How Life Experience Benefits the PhD Candidate
PhD candidates with life experience outside of academia tend to have a greater appreciation for the larger world in which they live. Having experienced such obstacles as mortgages, rent, kids, marriage, etc., these doctoral students have a clearer picture of what needs to be done and what motivation is needed to make it happen. These students tend to be under greater pressure to finish the dissertation and don’t linger in the program for any length of time greater than what it takes to finish the program.
PhD candidates with life experience also tend to be more practical in preparing and planning for the dissertation. Since necessity is the mother of invention, these students know better how to see a project through in the real world absent the structure present in Bachelor’s and Master’s degree programs, a skill necessary to finish a dissertation.
How Life Experience Hurts a PhD Candidate
People on the other side of this issue think that life experience hurts a PhD candidate’s ability to finish a dissertation. The main reason is that to attain this life experience, the student must have experienced a gap between their previous and current program. Reacclimating one’s self into the academic world can be frustrating and stressful, limiting the PhD candidate’s ability to concentrate on what’s really needed to finish a program.

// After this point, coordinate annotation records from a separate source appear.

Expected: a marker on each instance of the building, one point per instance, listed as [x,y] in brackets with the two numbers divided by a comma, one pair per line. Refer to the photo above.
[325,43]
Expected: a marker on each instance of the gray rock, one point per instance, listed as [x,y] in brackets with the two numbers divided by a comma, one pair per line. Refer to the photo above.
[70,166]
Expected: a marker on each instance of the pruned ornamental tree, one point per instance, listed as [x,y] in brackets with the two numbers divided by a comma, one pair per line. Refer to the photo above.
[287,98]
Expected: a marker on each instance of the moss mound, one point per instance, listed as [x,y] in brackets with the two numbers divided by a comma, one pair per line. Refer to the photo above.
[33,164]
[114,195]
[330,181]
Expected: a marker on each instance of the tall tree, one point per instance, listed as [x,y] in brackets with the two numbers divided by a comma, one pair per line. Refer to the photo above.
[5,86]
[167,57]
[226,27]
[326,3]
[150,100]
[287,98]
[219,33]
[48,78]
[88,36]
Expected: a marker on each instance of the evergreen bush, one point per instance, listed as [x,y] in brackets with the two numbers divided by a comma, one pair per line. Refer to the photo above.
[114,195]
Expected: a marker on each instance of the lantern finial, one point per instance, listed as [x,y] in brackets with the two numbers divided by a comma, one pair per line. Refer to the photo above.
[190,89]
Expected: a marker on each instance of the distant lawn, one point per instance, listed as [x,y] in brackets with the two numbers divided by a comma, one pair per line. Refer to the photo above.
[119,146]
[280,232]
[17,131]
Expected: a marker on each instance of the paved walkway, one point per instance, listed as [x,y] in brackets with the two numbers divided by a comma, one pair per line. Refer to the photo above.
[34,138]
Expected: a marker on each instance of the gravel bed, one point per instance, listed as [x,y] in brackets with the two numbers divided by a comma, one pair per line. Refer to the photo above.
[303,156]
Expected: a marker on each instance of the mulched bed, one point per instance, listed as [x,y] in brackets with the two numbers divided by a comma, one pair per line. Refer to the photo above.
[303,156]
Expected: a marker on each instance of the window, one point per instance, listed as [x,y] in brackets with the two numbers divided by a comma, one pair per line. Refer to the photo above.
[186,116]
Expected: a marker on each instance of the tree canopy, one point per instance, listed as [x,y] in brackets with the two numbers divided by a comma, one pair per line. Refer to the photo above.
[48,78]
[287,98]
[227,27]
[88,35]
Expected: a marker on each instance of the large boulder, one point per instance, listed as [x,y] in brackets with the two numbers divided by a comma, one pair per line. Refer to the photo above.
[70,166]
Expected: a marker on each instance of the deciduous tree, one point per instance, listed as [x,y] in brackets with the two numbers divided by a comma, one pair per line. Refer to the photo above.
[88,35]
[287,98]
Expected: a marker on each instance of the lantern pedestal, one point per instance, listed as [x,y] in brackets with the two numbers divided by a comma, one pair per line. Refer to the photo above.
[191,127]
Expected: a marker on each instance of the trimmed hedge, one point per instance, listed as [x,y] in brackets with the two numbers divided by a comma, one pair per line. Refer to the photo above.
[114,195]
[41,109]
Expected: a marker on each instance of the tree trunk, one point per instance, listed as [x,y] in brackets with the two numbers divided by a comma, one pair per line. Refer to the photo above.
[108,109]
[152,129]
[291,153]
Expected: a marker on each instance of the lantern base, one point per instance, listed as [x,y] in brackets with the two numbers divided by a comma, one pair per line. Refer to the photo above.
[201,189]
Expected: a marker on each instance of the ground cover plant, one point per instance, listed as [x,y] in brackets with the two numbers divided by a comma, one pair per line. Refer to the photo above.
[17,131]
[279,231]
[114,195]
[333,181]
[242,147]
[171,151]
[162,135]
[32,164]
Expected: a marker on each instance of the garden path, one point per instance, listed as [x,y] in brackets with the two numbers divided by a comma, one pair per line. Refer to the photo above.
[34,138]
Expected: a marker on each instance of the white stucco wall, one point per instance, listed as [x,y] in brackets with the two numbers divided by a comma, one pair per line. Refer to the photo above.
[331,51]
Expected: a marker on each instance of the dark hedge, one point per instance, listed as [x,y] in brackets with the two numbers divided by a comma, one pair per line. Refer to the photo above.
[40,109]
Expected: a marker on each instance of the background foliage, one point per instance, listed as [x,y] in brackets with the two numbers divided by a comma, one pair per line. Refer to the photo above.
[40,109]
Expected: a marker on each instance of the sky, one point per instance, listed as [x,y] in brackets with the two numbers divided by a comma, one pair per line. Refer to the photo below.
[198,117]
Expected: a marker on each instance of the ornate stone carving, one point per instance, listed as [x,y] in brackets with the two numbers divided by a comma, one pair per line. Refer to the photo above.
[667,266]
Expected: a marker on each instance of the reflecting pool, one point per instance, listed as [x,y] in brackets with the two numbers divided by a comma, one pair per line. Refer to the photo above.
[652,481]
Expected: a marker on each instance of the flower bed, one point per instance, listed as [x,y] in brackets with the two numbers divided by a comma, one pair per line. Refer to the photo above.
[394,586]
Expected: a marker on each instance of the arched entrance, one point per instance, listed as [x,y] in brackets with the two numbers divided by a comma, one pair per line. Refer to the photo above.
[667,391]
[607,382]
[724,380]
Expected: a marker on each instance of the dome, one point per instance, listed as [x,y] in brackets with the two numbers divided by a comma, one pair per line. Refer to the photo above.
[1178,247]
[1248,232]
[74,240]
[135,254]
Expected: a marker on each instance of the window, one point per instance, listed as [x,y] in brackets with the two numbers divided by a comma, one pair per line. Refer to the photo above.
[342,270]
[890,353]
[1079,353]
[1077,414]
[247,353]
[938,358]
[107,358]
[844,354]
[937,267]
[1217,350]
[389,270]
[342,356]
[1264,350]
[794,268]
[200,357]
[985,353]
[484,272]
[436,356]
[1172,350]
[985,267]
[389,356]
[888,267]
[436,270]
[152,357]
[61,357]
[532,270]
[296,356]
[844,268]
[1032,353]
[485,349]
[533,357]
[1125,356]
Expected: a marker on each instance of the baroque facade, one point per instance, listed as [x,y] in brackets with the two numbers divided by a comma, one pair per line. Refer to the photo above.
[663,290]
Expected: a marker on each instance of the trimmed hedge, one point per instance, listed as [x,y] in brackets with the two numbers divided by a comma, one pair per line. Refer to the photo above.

The term Ivory Tower is often used to refer to academicians who get the luxury of conducting research under ideal conditions. Nowhere else except a university can an individual ignore significant factors to study only the variables he/she is interested in observing. Life experience simply means that the individual has spent some time in the real world. The ability to learn how to ignore important factors must be reacquired before the PhD candidate can complete any research.
There are arguments on both sides of the issue as to whether life experience benefits or hurts the PhD candidate. One the one hand, life experience gives the student practical experience in planning and seeing a project through to completion. On the other, life experience robs the student of the ability to ignore important variables. Before you apply to a doctoral program, see what the consensus is among the professors at your target university. You may find that matching your experience to the expectations of the professors will assist you in getting into a doctoral program.